After I held each one, I folded them into the diaper bag until there was no more room. Then I got out my designer weekend bag. It was the most expensive thing I had ever owned—it cost even more than my car—and I had saved up for years to own that little piece of design history.
I put everything else in that. It seemed fitting, memories of the most precious thing I would never have, kept in the most expensive thing I would ever own.
Afterwards I braved the scary attic and tucked them out of sight. Not out of mind, of course.
Never
out of mind.
I
ended up in Brighton.
I had to come away because I couldn’t do it in London.
Not in the city where I lived. I couldn’t imagine having to walk past it every day, knowing. Or even looking on a street map, a train planner or a tube map and seeing the name of the place. The area of London where … where I did this thing.
I’d had two pregnancy scares in my life, both times because of a split condom and both times I’d known without a doubt what I’d do if I got pregnant. The thought was difficult, but I knew both times I wouldn’t be able to cope with being a mother. I couldn’t go through with it. Both times had turned out to be just that: scares.
This time was different in many ways, not least of all because I was pregnant.
I’d booked the hotel a few weeks after I got … got into this thing. I’d needed a few days to myself. Every year—even when I’d been with Keith—I went away on my own, to somewhere near the sea. Some days it was more spontaneous: I would wake up in the morning and would need to get away. Would need to not be in London, and I would get dressed, get on a train, destination: Brighton. I would walk on the beach, inhaling the salty air, loving the rush of the sea in my ears, the feel of the pebbles under my feet. On the way back at night, I’d feel calmer and in
control. As though I’d had the chance to step out of my life for a while.
And now I was using this six-day break for …
I’d had the initial appointment after I got here, and in two days, it would be done. Afterwards, after it had been done, all I’d want to do would be to sit and stare at the sea. More than anything, I’d need to lose my mind in the motion of the sea afterwards. It would take me out of myself and I would be able to get my head together, reassemble the pieces of my mind before I went back to London, back to work, back to my flat, back to “normal.”

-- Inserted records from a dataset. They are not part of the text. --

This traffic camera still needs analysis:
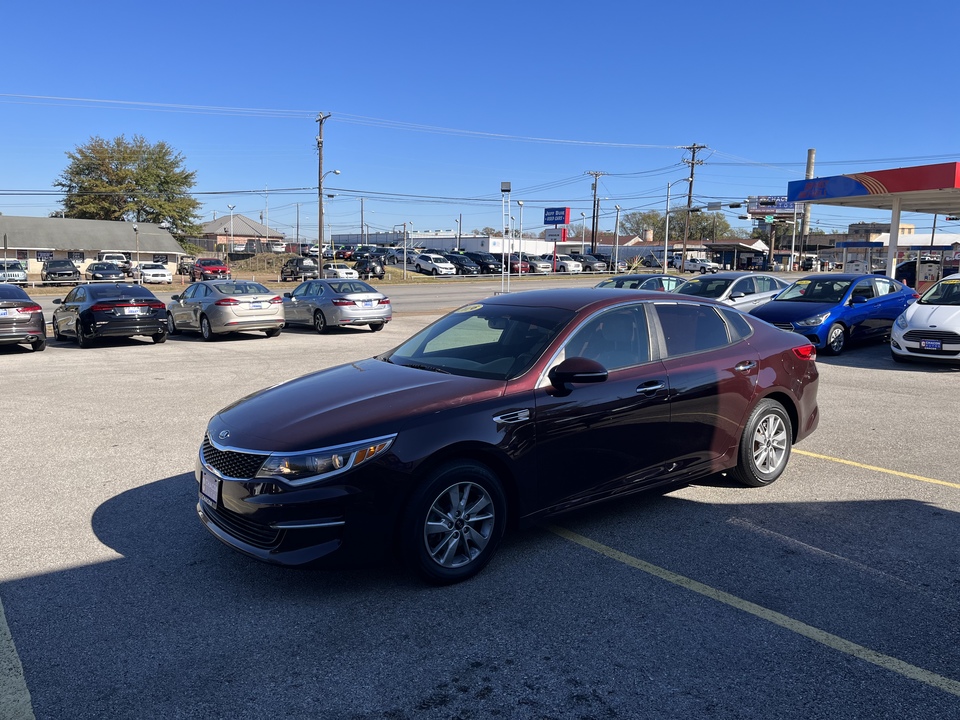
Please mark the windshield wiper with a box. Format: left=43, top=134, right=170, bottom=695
left=404, top=365, right=452, bottom=375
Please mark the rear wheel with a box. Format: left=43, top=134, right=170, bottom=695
left=732, top=400, right=793, bottom=487
left=313, top=310, right=327, bottom=335
left=401, top=460, right=507, bottom=585
left=824, top=323, right=847, bottom=355
left=200, top=315, right=216, bottom=341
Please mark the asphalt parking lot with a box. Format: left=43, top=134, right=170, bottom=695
left=0, top=312, right=960, bottom=720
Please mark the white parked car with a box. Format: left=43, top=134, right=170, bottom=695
left=543, top=254, right=583, bottom=273
left=683, top=258, right=720, bottom=275
left=323, top=263, right=360, bottom=280
left=413, top=253, right=457, bottom=275
left=137, top=263, right=173, bottom=285
left=890, top=273, right=960, bottom=364
left=673, top=271, right=790, bottom=312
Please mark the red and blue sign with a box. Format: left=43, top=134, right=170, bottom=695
left=543, top=208, right=570, bottom=225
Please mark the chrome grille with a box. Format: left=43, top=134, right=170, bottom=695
left=903, top=330, right=960, bottom=345
left=200, top=435, right=269, bottom=480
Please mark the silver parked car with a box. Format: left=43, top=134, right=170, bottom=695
left=167, top=280, right=286, bottom=340
left=283, top=279, right=393, bottom=333
left=673, top=271, right=790, bottom=312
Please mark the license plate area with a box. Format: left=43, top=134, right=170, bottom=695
left=200, top=470, right=220, bottom=506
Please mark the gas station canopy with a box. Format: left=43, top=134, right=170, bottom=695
left=787, top=163, right=960, bottom=276
left=787, top=163, right=960, bottom=215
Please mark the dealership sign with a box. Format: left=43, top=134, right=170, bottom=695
left=543, top=208, right=570, bottom=225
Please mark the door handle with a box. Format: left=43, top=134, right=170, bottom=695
left=637, top=380, right=667, bottom=397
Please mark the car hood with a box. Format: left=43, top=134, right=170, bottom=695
left=208, top=358, right=505, bottom=452
left=906, top=303, right=960, bottom=332
left=750, top=299, right=841, bottom=322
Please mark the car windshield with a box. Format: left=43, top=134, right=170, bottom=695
left=677, top=278, right=733, bottom=299
left=917, top=278, right=960, bottom=305
left=776, top=278, right=853, bottom=303
left=380, top=303, right=573, bottom=380
left=327, top=280, right=379, bottom=295
left=86, top=283, right=156, bottom=300
left=214, top=282, right=270, bottom=295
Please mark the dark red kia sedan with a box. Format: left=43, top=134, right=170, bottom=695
left=196, top=288, right=819, bottom=583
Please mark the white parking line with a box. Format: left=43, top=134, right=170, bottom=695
left=0, top=602, right=34, bottom=720
left=550, top=526, right=960, bottom=696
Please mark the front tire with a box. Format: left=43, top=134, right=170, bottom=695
left=824, top=323, right=847, bottom=355
left=401, top=460, right=507, bottom=585
left=732, top=400, right=793, bottom=487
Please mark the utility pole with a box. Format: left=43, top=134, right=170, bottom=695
left=317, top=113, right=330, bottom=246
left=581, top=170, right=607, bottom=254
left=680, top=143, right=707, bottom=268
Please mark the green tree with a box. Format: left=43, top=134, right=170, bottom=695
left=53, top=135, right=200, bottom=237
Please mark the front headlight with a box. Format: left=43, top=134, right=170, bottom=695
left=797, top=312, right=830, bottom=327
left=257, top=434, right=397, bottom=485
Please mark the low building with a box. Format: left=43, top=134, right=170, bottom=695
left=0, top=215, right=186, bottom=275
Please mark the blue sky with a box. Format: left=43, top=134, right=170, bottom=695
left=0, top=0, right=960, bottom=238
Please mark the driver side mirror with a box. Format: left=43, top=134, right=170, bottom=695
left=547, top=357, right=608, bottom=393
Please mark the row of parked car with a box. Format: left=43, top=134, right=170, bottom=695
left=0, top=278, right=393, bottom=351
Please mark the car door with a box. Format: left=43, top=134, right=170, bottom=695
left=842, top=275, right=879, bottom=340
left=653, top=301, right=760, bottom=477
left=724, top=275, right=760, bottom=312
left=53, top=285, right=87, bottom=335
left=535, top=303, right=671, bottom=510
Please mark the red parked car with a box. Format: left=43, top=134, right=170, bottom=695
left=190, top=258, right=233, bottom=282
left=196, top=288, right=819, bottom=583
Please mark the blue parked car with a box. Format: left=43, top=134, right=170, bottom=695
left=750, top=273, right=919, bottom=355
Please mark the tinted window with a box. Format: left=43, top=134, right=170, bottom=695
left=656, top=304, right=730, bottom=357
left=565, top=305, right=650, bottom=370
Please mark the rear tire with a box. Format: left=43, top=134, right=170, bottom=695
left=313, top=310, right=327, bottom=335
left=731, top=400, right=793, bottom=487
left=200, top=315, right=217, bottom=342
left=400, top=460, right=507, bottom=585
left=824, top=323, right=847, bottom=355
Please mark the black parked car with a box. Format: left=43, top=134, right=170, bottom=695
left=464, top=252, right=503, bottom=275
left=0, top=283, right=47, bottom=351
left=280, top=257, right=320, bottom=282
left=443, top=253, right=480, bottom=275
left=53, top=283, right=167, bottom=348
left=40, top=260, right=80, bottom=285
left=353, top=257, right=386, bottom=280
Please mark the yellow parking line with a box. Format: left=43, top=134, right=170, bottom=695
left=793, top=448, right=960, bottom=489
left=549, top=526, right=960, bottom=696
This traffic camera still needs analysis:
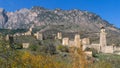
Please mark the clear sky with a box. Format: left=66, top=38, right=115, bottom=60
left=0, top=0, right=120, bottom=28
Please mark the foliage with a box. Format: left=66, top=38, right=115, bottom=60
left=56, top=45, right=69, bottom=52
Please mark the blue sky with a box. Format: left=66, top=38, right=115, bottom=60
left=0, top=0, right=120, bottom=28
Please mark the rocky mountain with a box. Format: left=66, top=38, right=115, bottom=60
left=0, top=6, right=120, bottom=42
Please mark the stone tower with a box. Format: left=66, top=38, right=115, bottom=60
left=74, top=34, right=81, bottom=48
left=100, top=27, right=107, bottom=47
left=57, top=32, right=62, bottom=39
left=62, top=37, right=69, bottom=45
left=34, top=32, right=43, bottom=40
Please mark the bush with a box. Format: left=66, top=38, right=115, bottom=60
left=30, top=45, right=38, bottom=51
left=57, top=45, right=69, bottom=52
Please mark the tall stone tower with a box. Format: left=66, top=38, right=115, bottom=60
left=100, top=27, right=107, bottom=47
left=62, top=37, right=69, bottom=45
left=74, top=34, right=81, bottom=48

The hotel—four stars, no less—was horrible. The pictures the travel agent had shown me were of a pristine, elegant establishment resplendent with old-world charm and antique fittings. The room I was shown to had wallpaper that bubbled away from the walls, peeling in some places. The original sash windows sat in frames that had been rotted, cracked and peeled by the sea air, and the wind whistled relentlessly through the gap between the new double-glazing on the inside. The shower had no temperature control; the television would only find three channels or encourage the viewer to pay for porn; the red, patterned carpet was worn in places, dirty gray in others.
Everything wrong with the room was tempered by the unhindered view of the sea. I lay on top of the bed, ignoring the suspicious stains on the duvet cover, and stared out of the window, watching the waves rollicking and rolling. Mal always thought he’d die at night in the sea, I remembered suddenly. He never had a reason to think it, nor could he explain why he’d be on or in the sea at night, but he believed it with an unshakeable, fervent certainty. It wasn’t something he had to convince himself to believe, he just knew it to be so. And despite all the times
he’d dismissed my interests, my knowledge, my beliefs, he still held on to that one.
I watched an old man sitting on the bench beside a green-blue bus stop shelter with sea-salt-smeared glass. The wind was howling around him, tugging, pulling, tearing at his pink skin, white hair and beige zip-up jacket. But he sat rock-still. His hands, bunched into fists, rested on his thighs, and he stared straight ahead. Unbothered and untouched by the battering elements.